Honors Program

Spring Showcase Presenters

Hallel Paraiso

Title: “A Novel Integration Method For Inserting Portal Proteins Into Planar Bilayer Membranes”
Major: Biology
Faculty Mentor:  Dr. Peng Jing (Chemistry)

My name is Hallel Paraiso, and I am a senior here at IPFW majoring in Biology. You may wonder, “Why are you in a chemistry research lab then?” The answer to that is quite simple: The research that Dr. Jing is involved with is based on biological membranes, but we use chemistry to analyze the proteins. I have been working in his lab for nearly two years, and I do not regret a single moment of being in the lab. I have learned so much doing research, whether it pertained to a deeper understanding of biology and chemistry or simply presenting my work to faculty members. The research I worked on dealt with analyzing the efficiency of inserting portal proteins into a biological membrane. By testing different variables with the help of computer softwares and devices, I can get a visual summarization of the data that helps me determine if the data proves or disproves the hypothesis. My experience here has been phenomenal, and I look forward to seeing the results of this wonderful research!

Abstract

Channel proteins serve a pivotal role in transporting specific substrates and molecules across a plasma membrane (Schwartz, et al., 1997). For this reason, much research has been devoted to developing methods on how to use these channel proteins as biomolecular sensors. However, the sensor must be specific to the size of substrate. For example, portal proteins are found in bacteriophages and are responsible for transferring DNA from a virally-infected bacteria to the bacterial capsid during the lytic phase of the viral cycle. For this reason, the portal protein GP10 (from the bacteriophage phi29) was joined with a liposome to form a proteoliposome, which was then inserted into a planar bilayer  membrane for studying DNA packaging mechanisms (Wendell, et al., 2009). However, the results are highly variable due to the fact that the procedures used to achieve a stable and consistent platform are very arduous, time-consuming, and different from person to person.

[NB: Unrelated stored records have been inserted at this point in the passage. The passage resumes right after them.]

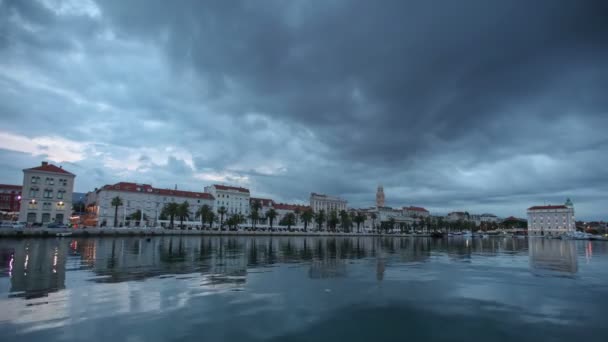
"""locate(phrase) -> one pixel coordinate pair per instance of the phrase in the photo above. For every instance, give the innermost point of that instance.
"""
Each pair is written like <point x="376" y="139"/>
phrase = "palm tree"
<point x="289" y="220"/>
<point x="255" y="212"/>
<point x="203" y="213"/>
<point x="307" y="217"/>
<point x="211" y="218"/>
<point x="359" y="218"/>
<point x="374" y="217"/>
<point x="344" y="220"/>
<point x="170" y="209"/>
<point x="183" y="212"/>
<point x="271" y="215"/>
<point x="391" y="224"/>
<point x="116" y="202"/>
<point x="332" y="220"/>
<point x="222" y="211"/>
<point x="320" y="218"/>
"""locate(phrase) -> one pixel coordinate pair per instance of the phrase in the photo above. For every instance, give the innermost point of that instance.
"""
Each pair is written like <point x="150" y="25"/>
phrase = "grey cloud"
<point x="343" y="95"/>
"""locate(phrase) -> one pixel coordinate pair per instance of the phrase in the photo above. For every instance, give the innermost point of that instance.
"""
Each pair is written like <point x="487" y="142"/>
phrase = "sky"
<point x="483" y="106"/>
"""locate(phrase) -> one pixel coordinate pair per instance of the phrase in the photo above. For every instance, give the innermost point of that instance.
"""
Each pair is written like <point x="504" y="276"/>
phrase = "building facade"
<point x="380" y="196"/>
<point x="236" y="200"/>
<point x="149" y="201"/>
<point x="10" y="198"/>
<point x="327" y="203"/>
<point x="284" y="209"/>
<point x="416" y="212"/>
<point x="551" y="219"/>
<point x="47" y="195"/>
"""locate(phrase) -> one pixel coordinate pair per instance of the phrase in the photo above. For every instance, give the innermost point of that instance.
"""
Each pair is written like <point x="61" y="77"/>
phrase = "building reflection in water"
<point x="553" y="255"/>
<point x="38" y="267"/>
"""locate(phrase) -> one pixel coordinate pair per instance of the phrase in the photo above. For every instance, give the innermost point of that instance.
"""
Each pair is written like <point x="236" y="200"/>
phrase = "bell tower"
<point x="380" y="196"/>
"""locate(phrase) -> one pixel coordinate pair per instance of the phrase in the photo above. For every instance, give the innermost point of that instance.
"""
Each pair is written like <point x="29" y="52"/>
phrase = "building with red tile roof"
<point x="552" y="220"/>
<point x="47" y="194"/>
<point x="10" y="198"/>
<point x="143" y="198"/>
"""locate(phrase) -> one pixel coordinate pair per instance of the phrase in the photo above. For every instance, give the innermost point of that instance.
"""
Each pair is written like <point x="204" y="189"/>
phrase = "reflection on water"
<point x="267" y="287"/>
<point x="553" y="255"/>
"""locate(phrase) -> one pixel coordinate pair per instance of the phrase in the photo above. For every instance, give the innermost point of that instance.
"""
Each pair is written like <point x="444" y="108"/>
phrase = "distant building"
<point x="380" y="196"/>
<point x="265" y="205"/>
<point x="491" y="218"/>
<point x="283" y="209"/>
<point x="47" y="194"/>
<point x="415" y="212"/>
<point x="234" y="199"/>
<point x="149" y="201"/>
<point x="10" y="198"/>
<point x="551" y="219"/>
<point x="457" y="216"/>
<point x="326" y="203"/>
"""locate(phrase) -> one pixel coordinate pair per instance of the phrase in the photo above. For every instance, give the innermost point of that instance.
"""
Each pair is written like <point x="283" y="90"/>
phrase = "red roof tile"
<point x="285" y="206"/>
<point x="134" y="187"/>
<point x="227" y="187"/>
<point x="415" y="209"/>
<point x="49" y="168"/>
<point x="11" y="187"/>
<point x="265" y="202"/>
<point x="546" y="207"/>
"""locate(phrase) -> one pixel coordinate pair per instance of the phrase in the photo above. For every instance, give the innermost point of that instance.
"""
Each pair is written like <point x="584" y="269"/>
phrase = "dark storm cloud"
<point x="448" y="104"/>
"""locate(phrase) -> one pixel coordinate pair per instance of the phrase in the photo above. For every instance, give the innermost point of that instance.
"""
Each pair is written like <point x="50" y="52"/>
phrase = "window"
<point x="48" y="193"/>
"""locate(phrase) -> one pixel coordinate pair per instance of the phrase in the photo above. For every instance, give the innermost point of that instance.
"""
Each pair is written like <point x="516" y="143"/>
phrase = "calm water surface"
<point x="303" y="289"/>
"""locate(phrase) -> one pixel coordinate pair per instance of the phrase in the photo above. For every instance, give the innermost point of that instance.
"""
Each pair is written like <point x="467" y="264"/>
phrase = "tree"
<point x="170" y="209"/>
<point x="333" y="220"/>
<point x="289" y="220"/>
<point x="359" y="218"/>
<point x="255" y="212"/>
<point x="344" y="220"/>
<point x="373" y="217"/>
<point x="116" y="202"/>
<point x="307" y="217"/>
<point x="320" y="218"/>
<point x="271" y="215"/>
<point x="183" y="212"/>
<point x="136" y="216"/>
<point x="203" y="213"/>
<point x="222" y="211"/>
<point x="391" y="224"/>
<point x="211" y="218"/>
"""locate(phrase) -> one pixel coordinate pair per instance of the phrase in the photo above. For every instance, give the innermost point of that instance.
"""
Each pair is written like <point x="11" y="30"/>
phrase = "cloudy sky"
<point x="485" y="106"/>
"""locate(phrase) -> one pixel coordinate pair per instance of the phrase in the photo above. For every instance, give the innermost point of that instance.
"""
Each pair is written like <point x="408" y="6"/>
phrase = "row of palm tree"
<point x="206" y="215"/>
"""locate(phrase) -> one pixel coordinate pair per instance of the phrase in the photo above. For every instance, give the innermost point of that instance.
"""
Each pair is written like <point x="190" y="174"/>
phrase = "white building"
<point x="234" y="199"/>
<point x="326" y="203"/>
<point x="47" y="194"/>
<point x="490" y="218"/>
<point x="551" y="219"/>
<point x="283" y="209"/>
<point x="458" y="215"/>
<point x="415" y="212"/>
<point x="149" y="200"/>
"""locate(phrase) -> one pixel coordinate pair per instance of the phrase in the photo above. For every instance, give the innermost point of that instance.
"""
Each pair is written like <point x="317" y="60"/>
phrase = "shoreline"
<point x="112" y="232"/>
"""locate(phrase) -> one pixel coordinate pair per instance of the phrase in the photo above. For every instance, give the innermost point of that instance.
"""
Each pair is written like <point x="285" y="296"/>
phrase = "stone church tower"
<point x="380" y="196"/>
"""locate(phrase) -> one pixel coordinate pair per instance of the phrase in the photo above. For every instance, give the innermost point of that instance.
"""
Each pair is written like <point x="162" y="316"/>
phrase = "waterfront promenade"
<point x="52" y="232"/>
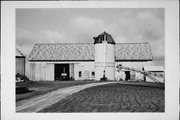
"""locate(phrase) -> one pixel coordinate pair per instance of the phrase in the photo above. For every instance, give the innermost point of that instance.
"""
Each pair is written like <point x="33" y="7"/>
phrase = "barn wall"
<point x="134" y="75"/>
<point x="41" y="71"/>
<point x="45" y="70"/>
<point x="86" y="69"/>
<point x="20" y="65"/>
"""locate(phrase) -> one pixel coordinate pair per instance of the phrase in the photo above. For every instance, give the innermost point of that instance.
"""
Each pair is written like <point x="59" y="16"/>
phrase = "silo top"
<point x="104" y="37"/>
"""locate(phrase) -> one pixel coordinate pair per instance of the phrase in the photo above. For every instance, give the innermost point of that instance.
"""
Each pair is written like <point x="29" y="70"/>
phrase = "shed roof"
<point x="86" y="52"/>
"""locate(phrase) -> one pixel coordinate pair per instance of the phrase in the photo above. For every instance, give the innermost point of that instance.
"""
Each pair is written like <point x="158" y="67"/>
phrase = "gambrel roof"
<point x="86" y="52"/>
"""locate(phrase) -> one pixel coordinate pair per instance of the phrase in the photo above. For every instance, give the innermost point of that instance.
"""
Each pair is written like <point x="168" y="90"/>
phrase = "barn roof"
<point x="104" y="37"/>
<point x="19" y="53"/>
<point x="85" y="52"/>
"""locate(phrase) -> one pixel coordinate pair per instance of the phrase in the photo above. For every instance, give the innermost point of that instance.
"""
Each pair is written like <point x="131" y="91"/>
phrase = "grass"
<point x="112" y="98"/>
<point x="41" y="87"/>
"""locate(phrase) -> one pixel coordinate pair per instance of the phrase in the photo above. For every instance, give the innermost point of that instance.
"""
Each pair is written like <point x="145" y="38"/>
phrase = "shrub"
<point x="22" y="77"/>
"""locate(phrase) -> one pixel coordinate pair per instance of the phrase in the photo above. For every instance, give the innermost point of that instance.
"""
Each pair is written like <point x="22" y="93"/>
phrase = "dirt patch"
<point x="112" y="98"/>
<point x="43" y="101"/>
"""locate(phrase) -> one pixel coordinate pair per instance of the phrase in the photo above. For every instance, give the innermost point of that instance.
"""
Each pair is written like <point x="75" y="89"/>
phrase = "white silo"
<point x="104" y="56"/>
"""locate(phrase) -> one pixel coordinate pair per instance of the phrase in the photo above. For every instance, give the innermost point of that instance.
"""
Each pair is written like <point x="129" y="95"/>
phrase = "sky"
<point x="80" y="25"/>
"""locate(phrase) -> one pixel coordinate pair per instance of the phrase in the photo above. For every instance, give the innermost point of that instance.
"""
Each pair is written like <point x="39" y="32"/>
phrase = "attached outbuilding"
<point x="20" y="62"/>
<point x="87" y="61"/>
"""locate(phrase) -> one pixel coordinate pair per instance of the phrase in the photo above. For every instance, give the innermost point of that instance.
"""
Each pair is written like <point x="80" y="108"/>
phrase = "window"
<point x="93" y="74"/>
<point x="80" y="73"/>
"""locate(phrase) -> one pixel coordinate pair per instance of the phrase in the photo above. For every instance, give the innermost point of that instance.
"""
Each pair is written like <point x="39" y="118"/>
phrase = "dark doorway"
<point x="127" y="75"/>
<point x="61" y="72"/>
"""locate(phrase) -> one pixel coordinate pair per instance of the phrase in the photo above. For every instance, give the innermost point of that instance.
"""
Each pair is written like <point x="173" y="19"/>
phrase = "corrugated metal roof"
<point x="19" y="53"/>
<point x="85" y="51"/>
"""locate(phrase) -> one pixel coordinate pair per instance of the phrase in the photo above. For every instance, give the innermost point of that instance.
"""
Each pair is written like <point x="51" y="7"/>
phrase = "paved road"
<point x="40" y="102"/>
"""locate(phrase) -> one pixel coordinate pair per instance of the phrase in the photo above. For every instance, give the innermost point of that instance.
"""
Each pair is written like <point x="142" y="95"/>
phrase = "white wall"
<point x="104" y="60"/>
<point x="134" y="75"/>
<point x="86" y="69"/>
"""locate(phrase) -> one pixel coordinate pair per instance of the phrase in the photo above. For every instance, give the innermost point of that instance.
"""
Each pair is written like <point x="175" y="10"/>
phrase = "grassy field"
<point x="41" y="87"/>
<point x="112" y="98"/>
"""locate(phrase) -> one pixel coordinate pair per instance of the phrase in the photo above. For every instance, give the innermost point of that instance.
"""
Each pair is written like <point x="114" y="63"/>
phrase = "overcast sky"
<point x="66" y="25"/>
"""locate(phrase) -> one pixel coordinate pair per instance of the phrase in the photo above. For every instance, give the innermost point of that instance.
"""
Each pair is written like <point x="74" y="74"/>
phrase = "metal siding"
<point x="20" y="66"/>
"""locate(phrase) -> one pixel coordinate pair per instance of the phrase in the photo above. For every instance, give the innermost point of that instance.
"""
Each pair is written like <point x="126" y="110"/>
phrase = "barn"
<point x="20" y="62"/>
<point x="88" y="61"/>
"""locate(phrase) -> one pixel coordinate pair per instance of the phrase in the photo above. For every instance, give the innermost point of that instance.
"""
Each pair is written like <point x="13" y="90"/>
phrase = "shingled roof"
<point x="85" y="52"/>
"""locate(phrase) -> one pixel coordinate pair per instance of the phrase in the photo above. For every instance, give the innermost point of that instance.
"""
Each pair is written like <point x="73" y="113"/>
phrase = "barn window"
<point x="93" y="74"/>
<point x="80" y="74"/>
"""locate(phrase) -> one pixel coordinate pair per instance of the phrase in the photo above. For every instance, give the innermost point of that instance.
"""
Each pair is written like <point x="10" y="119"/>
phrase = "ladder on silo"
<point x="148" y="74"/>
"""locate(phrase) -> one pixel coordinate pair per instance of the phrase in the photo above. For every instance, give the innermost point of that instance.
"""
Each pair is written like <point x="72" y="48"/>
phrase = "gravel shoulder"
<point x="38" y="103"/>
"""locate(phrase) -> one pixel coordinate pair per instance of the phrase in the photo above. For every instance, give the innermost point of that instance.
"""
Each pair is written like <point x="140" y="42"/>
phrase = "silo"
<point x="104" y="56"/>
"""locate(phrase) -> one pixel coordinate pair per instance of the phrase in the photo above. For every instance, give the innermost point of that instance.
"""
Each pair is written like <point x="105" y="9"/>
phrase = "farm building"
<point x="20" y="62"/>
<point x="87" y="61"/>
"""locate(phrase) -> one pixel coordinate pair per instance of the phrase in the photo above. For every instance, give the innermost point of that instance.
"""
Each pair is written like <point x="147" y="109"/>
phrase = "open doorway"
<point x="127" y="75"/>
<point x="61" y="72"/>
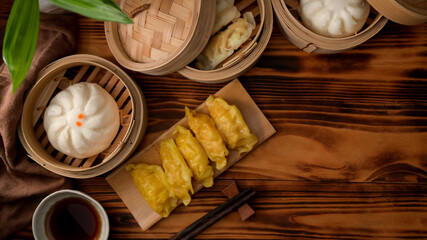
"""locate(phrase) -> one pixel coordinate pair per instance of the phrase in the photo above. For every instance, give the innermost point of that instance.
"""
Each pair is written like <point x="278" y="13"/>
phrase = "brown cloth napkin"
<point x="24" y="183"/>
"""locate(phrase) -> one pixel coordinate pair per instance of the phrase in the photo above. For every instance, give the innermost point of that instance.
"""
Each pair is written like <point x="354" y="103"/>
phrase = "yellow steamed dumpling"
<point x="194" y="155"/>
<point x="231" y="124"/>
<point x="151" y="183"/>
<point x="177" y="172"/>
<point x="208" y="136"/>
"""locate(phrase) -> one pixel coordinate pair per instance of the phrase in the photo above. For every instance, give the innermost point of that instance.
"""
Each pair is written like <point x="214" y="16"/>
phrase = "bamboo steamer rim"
<point x="310" y="41"/>
<point x="202" y="23"/>
<point x="238" y="68"/>
<point x="130" y="140"/>
<point x="400" y="11"/>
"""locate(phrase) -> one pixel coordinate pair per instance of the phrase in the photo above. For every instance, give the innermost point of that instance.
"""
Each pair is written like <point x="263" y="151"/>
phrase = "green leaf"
<point x="20" y="39"/>
<point x="104" y="10"/>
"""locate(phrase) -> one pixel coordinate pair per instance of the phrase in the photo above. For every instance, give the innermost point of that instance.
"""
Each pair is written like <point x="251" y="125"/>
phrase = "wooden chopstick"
<point x="209" y="219"/>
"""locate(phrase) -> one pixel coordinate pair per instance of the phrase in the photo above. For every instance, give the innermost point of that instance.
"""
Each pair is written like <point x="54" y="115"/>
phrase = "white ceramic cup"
<point x="39" y="216"/>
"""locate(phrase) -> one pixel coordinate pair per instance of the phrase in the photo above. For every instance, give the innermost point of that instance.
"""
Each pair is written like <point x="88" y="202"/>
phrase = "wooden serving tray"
<point x="121" y="181"/>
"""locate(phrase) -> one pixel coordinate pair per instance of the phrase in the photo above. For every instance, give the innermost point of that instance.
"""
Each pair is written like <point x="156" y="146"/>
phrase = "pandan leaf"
<point x="104" y="10"/>
<point x="20" y="39"/>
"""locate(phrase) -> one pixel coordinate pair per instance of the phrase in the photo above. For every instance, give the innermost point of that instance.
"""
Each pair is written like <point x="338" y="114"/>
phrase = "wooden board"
<point x="122" y="183"/>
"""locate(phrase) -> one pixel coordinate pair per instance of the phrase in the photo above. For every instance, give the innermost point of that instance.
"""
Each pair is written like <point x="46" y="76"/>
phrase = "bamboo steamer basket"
<point x="166" y="34"/>
<point x="243" y="59"/>
<point x="406" y="12"/>
<point x="58" y="76"/>
<point x="294" y="30"/>
<point x="136" y="46"/>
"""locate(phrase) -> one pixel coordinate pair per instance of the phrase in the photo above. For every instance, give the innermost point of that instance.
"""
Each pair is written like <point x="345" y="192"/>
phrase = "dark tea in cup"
<point x="73" y="218"/>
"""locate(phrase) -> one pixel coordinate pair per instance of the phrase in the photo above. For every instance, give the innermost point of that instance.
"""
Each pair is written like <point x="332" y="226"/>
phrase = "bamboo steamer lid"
<point x="243" y="59"/>
<point x="58" y="76"/>
<point x="129" y="43"/>
<point x="294" y="30"/>
<point x="166" y="34"/>
<point x="406" y="12"/>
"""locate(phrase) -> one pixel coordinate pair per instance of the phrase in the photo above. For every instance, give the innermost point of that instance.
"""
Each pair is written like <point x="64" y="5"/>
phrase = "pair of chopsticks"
<point x="209" y="219"/>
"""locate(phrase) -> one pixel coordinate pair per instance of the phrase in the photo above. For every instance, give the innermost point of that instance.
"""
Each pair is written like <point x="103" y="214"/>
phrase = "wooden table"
<point x="348" y="161"/>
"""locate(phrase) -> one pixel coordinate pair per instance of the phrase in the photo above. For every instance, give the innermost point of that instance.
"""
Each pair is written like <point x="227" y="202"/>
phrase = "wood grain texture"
<point x="349" y="158"/>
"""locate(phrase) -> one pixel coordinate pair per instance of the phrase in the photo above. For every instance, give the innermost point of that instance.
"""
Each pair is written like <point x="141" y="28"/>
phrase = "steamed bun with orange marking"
<point x="82" y="120"/>
<point x="334" y="18"/>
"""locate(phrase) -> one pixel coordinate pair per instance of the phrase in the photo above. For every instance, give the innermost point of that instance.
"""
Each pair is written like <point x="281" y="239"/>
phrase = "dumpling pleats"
<point x="177" y="172"/>
<point x="208" y="136"/>
<point x="231" y="125"/>
<point x="222" y="45"/>
<point x="194" y="155"/>
<point x="151" y="183"/>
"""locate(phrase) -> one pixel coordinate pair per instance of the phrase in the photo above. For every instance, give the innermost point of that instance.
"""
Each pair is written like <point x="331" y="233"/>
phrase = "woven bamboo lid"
<point x="58" y="76"/>
<point x="406" y="12"/>
<point x="166" y="34"/>
<point x="305" y="39"/>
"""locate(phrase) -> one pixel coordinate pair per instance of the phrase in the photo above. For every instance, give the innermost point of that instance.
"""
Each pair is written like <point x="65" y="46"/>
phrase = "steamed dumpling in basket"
<point x="334" y="18"/>
<point x="82" y="120"/>
<point x="223" y="45"/>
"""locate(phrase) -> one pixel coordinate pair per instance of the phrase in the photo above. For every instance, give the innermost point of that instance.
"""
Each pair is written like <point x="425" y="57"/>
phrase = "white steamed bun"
<point x="334" y="18"/>
<point x="82" y="120"/>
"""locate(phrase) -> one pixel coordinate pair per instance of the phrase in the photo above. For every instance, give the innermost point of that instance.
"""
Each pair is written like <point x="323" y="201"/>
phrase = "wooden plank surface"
<point x="348" y="161"/>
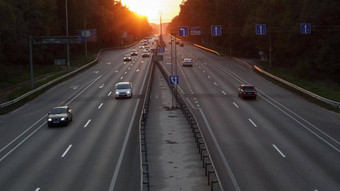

This research focuses on overcoming such challenges by modifying the procedures to prepare the proteoliposomes. Instead of utilizing detergent, which is a time-consuming step and can cause protein aggregation, glycerol was utilized, thus eliminating these two potential problems. The results of applying glycerol to the mutant portal protein GP20 (from T4 bacteriophage), show a more efficient and rapid fusion of the channel proteins into the planar bilayer membrane. Furthermore, the use of glycerol increases the shelf life of the proteoliposome four-fold (Jing, Paraiso, & Burris, A Rapid, Effective, and Universal Method for Inserting Portal Proteins from Bacteriophages into Planar Bilayer Membranes).

The implications of this research leads to the conclusion that this method can be used to form proteoliposomes from any portal proteins. Therefore, studies on the structural functions of unknown portal proteins can be done, thereby shedding light on how DNA or other macromolecules are translocated across a plasma membrane. Moreover, this technology has the potential to be used as a cheaper alternative for  determining unknown DNA sequences.